Creating and Migrating Datasets

Overview

A dataset on the EDP represents a collection of records indexed with a specific schema (i.e. a list of fields). Datasets make it easy to query and filter datasets of any size in real-time.

Datasets can be created with a predefined schema (using a Dataset template) or without any fields. The platform will always detect new fields in imported records and assign data types; however, users are recommended to use templates so that the data types of fields can be set in advance. Records can be added to datasets in multiple ways such as transforming files into datasets, programmatically generating records, or copying records from other datasets using “dataset migrations”.

Datasets are designed to be a flexible and scalable solution for storing structured JSON-compatible data. The molecular data landscape is filled with a large variety of unique file formats, each with its own subtleties and quirks. On the EDP, almost any data source can be imported into a dataset as long as it can be transformed into JSON. The EDP supports many formats, making it easy to import data into a dataset. Once the data has been imported into a dataset, users can take advantage of the many features they offer: scalability, portability, version control, flexibility of schemas, querying and filtering of data as well as annotation and analysis using Expressions.

Creating Datasets

To start working with datasets on the EDP, users can create new, empty datasets “from scratch”. Datasets have both a schema (dataset fields) and contents (dataset records). On the EDP, users don’t need to know their schema in advance (fields are automatically detected from imported data). However, in many cases crafting a schema (i.e. setting dataset fields) can help avoid issues with data types and field names.

To create a dataset, users can supply a full path in the following format:

<domain>:<vault>:<path>

For example, for a new dataset within a folder in a shared vault:

myDomain:MyVault:/folder/dataset

Or for a new dataset within a folder in a user’s personal vault (represented by “~/”):

~/folder/dataset

In Python:

from quartzbio import Dataset

# Create a new, empty dataset in your personal vault (represented by "~/")
dataset = Dataset.get_or_create_by_full_path('~/my_dataset')

When creating the dataset, users can supply a number of optional parameters:

  • description: A description (text) of the dataset.

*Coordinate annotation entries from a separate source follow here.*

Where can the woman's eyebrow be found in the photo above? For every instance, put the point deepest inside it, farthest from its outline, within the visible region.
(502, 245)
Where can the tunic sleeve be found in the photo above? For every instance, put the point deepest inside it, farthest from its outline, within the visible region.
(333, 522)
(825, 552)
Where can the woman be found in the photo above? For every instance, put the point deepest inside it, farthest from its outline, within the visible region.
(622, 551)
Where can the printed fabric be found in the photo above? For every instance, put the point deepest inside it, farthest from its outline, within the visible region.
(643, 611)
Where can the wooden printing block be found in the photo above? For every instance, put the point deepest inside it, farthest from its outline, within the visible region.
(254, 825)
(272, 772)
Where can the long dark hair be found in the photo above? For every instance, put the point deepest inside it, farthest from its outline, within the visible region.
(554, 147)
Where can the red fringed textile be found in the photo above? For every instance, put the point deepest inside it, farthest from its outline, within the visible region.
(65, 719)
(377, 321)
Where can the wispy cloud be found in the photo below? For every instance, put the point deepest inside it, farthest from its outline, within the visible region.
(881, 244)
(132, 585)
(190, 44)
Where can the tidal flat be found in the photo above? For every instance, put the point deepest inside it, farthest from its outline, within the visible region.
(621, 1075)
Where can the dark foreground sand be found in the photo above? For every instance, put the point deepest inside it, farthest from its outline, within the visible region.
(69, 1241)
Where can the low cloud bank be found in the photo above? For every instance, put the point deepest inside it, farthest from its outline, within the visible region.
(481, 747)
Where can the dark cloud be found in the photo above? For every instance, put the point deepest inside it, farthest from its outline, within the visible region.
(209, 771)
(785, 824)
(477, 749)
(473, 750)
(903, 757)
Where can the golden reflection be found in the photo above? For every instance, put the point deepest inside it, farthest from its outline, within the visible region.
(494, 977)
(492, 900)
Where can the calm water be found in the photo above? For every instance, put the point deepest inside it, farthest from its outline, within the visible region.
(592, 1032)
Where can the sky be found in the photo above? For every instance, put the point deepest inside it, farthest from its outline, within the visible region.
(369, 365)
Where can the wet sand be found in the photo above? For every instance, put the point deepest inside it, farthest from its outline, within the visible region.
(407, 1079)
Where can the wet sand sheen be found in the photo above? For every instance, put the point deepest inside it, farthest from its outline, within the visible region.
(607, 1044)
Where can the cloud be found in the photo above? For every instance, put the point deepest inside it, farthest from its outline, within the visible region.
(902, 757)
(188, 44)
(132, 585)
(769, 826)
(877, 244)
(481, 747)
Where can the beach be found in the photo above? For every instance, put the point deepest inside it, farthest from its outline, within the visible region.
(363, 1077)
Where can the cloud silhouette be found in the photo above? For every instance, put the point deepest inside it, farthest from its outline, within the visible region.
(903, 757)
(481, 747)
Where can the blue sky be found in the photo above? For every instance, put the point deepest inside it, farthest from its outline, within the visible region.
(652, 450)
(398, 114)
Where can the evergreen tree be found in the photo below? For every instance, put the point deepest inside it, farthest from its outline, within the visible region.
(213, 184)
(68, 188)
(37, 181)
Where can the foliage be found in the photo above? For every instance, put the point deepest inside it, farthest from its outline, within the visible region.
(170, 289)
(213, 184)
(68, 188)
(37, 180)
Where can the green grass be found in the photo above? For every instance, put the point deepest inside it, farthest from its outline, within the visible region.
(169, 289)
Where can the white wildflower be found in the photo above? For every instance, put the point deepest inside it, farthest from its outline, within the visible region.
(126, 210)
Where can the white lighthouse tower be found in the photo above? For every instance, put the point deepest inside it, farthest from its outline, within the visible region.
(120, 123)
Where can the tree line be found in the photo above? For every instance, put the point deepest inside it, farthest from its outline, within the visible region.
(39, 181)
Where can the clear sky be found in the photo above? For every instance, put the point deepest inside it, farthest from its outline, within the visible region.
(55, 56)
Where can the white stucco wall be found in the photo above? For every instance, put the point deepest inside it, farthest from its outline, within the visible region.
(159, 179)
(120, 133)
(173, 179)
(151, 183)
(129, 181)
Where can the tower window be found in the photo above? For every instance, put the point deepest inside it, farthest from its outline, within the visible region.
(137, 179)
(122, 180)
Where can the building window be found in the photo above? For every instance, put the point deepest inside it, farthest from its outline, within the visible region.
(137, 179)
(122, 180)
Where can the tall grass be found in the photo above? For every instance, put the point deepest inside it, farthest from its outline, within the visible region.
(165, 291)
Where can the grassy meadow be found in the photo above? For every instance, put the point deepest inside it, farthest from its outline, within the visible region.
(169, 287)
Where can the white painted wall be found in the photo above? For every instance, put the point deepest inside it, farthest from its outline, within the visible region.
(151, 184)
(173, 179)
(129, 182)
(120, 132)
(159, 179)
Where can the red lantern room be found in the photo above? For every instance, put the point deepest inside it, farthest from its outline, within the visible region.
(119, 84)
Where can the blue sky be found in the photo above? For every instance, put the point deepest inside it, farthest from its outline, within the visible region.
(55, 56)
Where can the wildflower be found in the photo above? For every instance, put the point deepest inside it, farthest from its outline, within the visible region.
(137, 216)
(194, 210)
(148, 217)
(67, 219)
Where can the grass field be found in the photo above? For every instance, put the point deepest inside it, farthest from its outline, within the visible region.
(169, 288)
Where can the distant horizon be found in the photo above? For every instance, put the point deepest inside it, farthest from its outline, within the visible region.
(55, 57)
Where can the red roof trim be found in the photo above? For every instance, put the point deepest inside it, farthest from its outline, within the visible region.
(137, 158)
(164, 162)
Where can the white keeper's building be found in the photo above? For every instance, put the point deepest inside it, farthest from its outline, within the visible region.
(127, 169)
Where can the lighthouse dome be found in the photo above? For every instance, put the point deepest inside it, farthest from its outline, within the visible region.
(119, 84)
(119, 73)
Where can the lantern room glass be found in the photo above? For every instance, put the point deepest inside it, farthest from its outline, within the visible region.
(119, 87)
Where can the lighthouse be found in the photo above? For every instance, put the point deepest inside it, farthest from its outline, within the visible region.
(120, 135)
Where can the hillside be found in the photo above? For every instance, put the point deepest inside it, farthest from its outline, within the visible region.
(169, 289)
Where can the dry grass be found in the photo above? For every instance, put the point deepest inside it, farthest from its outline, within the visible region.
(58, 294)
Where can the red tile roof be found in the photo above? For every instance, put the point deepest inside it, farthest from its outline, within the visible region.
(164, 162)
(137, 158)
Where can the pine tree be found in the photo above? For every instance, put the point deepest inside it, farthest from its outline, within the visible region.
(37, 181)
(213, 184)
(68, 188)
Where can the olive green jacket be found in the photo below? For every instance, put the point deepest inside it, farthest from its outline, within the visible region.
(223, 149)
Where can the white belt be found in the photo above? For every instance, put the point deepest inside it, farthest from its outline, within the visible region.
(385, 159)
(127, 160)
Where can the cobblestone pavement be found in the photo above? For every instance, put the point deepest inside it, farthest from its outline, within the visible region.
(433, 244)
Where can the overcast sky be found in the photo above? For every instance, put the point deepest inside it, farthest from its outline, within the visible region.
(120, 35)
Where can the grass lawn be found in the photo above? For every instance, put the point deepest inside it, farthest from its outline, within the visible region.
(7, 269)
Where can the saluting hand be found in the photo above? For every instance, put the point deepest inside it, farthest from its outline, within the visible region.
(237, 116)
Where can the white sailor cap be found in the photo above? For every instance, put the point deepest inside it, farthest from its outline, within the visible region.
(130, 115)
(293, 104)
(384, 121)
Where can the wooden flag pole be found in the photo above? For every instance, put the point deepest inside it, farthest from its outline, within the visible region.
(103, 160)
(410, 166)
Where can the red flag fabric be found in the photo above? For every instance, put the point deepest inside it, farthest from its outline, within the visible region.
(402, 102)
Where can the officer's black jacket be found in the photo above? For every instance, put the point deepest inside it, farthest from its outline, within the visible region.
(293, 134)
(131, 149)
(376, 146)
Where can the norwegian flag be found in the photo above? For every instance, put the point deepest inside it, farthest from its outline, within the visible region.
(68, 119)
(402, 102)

  • fields: A list of field objects.

  • capacity: A performance optimization for datasets that will have tens or hundreds of millions of records. The default is “small” but can be set to “medium” or “large”. This cannot be changed once it has been set.

  • metadata: A dictionary of key/value pairs that can be associated with the dataset.

  • tags: A list of strings (tags) that can be associated with the dataset.

Once the dataset is created it will be empty (containing no records) and consist of the default EDP _id field and any other fields that may have been added to the fields parameter. Fields beginning with an underscore such as _id and _commit are considered reserved and may be modified during an import. The _id field represents the unique ID for each record, which can be used to edit or delete individual records. The value of _id cannot be edited once a record is saved. The _commit field is always reset during the commit process and makes it possible to track and log all changes made to a Dataset.

Dataset Fields

By default, new fields are automatically detected by the import system when transforming a file into a dataset. Users can also provide a list of fields (i.e. a template) using the fields parameter and explicitly set names and titles, data types, ordering, descriptions, and entity types for each field.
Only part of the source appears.